In Img 1, at where Chasing After Rainbows is, was supposed to be a logo. The problem is that I do not have one. The black bar above it, and below the story navigation menu (not visible), are links to various social media places like Facebook, Instagram, Prinstest. I do not have accounts to those (or want to publicly link to), with the odd absence of sites that I do want to link missing in the template. This is why it seemed oddly empty with only Twitter and YouTube. When you hover over Main, 日本語, and Other Blogs, a sub-menu would appear linking to other Pages of that blog and other blogs I have that cleans up the clutter the older layout had.

But here is what made me decide on changing it back. (Yes, it was meant to be a new layout, and not a testing one.)

Broken widgets

Rather blatantly obvious in Img 1 is a blank widget named DDDDDD. There was supposed to have the template's style of displaying my bio right there, but it wasn't working. The name came out of frustration of it not working and checking if I was even editing the right widget as, along with other widgets, had HTML/CSS in the name if I didn't give it any.

There is a widget that you could tab between the popular posts and the latest post, but only the most popular posts (which were all strangely from around 2008 or 2011) worked. On the other tab, it showed a totally different tab. I double checked to make sure it wasn't a widget beneath it. I could not find the widget that showed my latest post anywhere else.

Editing blog settings


I don't like editing the blog settings, or creating new widgets to add their custom code that contains ID specific code, just to make the new template work. Don't remember what I changed, but one setting was to hide the date at the top, and enable the bottom. Looking for the date there is just not my thing. If viewing the blog's pages, there would just be an awkward / (forward slash) by itself at the bottom.
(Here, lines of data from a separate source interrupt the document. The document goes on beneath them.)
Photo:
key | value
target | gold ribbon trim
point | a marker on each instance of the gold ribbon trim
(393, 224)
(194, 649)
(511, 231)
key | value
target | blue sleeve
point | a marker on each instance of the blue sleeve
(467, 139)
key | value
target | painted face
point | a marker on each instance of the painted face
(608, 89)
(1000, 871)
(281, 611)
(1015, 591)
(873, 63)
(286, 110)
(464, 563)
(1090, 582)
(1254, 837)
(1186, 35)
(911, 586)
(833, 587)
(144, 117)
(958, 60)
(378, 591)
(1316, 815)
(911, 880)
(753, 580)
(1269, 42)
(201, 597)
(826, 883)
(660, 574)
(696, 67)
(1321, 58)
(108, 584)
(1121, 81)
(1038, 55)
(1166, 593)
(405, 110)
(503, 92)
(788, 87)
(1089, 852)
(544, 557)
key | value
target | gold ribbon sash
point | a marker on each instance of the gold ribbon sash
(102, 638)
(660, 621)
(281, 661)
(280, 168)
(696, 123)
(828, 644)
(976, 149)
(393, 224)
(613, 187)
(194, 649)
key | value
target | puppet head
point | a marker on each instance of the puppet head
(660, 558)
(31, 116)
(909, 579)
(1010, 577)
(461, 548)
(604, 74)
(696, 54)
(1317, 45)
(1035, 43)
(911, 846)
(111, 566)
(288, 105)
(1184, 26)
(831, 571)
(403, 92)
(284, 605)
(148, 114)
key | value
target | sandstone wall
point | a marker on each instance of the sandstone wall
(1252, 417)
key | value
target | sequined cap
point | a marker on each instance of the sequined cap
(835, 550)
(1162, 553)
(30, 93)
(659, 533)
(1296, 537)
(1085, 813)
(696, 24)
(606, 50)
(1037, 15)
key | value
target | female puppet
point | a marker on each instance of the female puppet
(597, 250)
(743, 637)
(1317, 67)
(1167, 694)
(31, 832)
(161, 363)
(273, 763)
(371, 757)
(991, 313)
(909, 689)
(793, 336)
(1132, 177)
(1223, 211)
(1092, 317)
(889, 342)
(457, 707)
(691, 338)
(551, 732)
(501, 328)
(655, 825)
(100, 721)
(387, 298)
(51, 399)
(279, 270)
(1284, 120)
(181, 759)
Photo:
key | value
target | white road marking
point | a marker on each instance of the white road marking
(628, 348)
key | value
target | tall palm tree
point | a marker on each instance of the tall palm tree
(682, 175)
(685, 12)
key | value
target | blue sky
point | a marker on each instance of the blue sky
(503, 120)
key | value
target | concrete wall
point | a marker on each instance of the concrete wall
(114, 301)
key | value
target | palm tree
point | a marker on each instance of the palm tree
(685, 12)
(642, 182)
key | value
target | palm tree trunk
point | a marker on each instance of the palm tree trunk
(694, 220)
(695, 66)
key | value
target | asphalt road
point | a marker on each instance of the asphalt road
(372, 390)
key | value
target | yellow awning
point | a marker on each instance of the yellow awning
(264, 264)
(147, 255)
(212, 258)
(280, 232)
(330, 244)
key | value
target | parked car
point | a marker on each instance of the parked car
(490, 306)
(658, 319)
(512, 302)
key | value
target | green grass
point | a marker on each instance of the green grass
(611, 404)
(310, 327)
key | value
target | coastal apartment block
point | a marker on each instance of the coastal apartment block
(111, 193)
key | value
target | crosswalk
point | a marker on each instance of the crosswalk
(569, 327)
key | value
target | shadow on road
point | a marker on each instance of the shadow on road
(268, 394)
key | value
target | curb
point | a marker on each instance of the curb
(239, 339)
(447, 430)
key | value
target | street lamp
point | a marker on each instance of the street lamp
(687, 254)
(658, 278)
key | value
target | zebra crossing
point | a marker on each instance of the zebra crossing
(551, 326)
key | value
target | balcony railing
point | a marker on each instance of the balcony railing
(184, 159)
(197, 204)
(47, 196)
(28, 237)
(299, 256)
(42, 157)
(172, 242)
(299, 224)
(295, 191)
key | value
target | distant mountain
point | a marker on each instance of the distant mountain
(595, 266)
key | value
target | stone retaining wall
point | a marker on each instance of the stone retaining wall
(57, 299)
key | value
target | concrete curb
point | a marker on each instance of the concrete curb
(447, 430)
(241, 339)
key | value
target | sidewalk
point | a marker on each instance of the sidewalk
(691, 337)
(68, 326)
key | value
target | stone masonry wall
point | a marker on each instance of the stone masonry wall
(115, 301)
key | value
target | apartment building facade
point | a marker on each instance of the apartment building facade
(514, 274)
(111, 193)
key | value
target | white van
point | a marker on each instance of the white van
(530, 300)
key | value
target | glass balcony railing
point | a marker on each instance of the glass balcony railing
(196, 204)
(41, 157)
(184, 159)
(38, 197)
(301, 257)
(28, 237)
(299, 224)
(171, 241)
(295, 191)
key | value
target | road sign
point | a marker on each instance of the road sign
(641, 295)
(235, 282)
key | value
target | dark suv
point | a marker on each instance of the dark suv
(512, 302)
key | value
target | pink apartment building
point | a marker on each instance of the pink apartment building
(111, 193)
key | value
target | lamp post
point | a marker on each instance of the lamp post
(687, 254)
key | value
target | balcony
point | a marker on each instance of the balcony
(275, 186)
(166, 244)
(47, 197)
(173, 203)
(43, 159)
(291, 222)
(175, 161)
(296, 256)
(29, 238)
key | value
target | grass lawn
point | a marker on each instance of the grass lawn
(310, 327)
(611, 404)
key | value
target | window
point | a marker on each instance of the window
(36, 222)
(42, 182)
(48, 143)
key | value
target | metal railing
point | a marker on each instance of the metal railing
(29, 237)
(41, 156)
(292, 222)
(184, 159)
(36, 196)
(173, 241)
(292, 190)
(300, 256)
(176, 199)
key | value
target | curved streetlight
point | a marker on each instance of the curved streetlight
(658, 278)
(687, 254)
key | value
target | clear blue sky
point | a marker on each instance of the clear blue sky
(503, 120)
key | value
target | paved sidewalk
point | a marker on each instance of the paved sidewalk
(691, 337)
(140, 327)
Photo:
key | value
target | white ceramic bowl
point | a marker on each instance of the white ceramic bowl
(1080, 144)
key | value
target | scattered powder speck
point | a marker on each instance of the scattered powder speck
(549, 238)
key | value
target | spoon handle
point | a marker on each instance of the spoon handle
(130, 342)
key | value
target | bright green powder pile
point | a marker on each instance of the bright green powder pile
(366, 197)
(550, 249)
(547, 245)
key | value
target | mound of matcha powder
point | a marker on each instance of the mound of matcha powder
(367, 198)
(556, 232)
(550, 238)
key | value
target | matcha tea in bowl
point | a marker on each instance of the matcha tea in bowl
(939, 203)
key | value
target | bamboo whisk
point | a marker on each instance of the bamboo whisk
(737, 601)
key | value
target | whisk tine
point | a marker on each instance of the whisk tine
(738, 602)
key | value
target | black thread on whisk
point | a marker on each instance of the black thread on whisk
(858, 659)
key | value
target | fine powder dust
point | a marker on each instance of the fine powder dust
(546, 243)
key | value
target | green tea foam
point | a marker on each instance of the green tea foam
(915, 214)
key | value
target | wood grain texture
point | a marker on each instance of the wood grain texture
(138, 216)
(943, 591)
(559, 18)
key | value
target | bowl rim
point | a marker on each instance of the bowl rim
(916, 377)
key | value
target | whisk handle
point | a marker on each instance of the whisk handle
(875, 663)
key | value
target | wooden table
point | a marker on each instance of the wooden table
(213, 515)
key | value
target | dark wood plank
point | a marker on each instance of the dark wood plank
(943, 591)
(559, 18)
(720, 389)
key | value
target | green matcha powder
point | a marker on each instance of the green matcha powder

What I did not do when reverting to the old layout was not re-enabling that row of icons to social media sites. I found it unnecessary. Also, removed Ask.fm because I've been getting too many sexual and privacy-invasive questions that I just refuse to answer, and chose not to reveal themselves when I disallowed people asking me questions anonymously.

Template is not optimized for my content


Regular visitors would notice that my blog is text-heavy. However, the template I used was designed for posts that includes photos, plus text of length that are shorter than my typical posts.

From the main page, you would see a short snippet of what I write before being prompted to click on a link to view more, a feature I have actually used before, but abandoning it because I got lazy it was troublesome to implement. The amount of text you could see before it got cut off was just too short. Shade of grey used was too light to read comfortably for long periods.


With so many things compromised from how it was supposed to be that resulted in an uncomfortably bright colour scheme, and making my blog looking very empty, I just can't accept it as the new layout.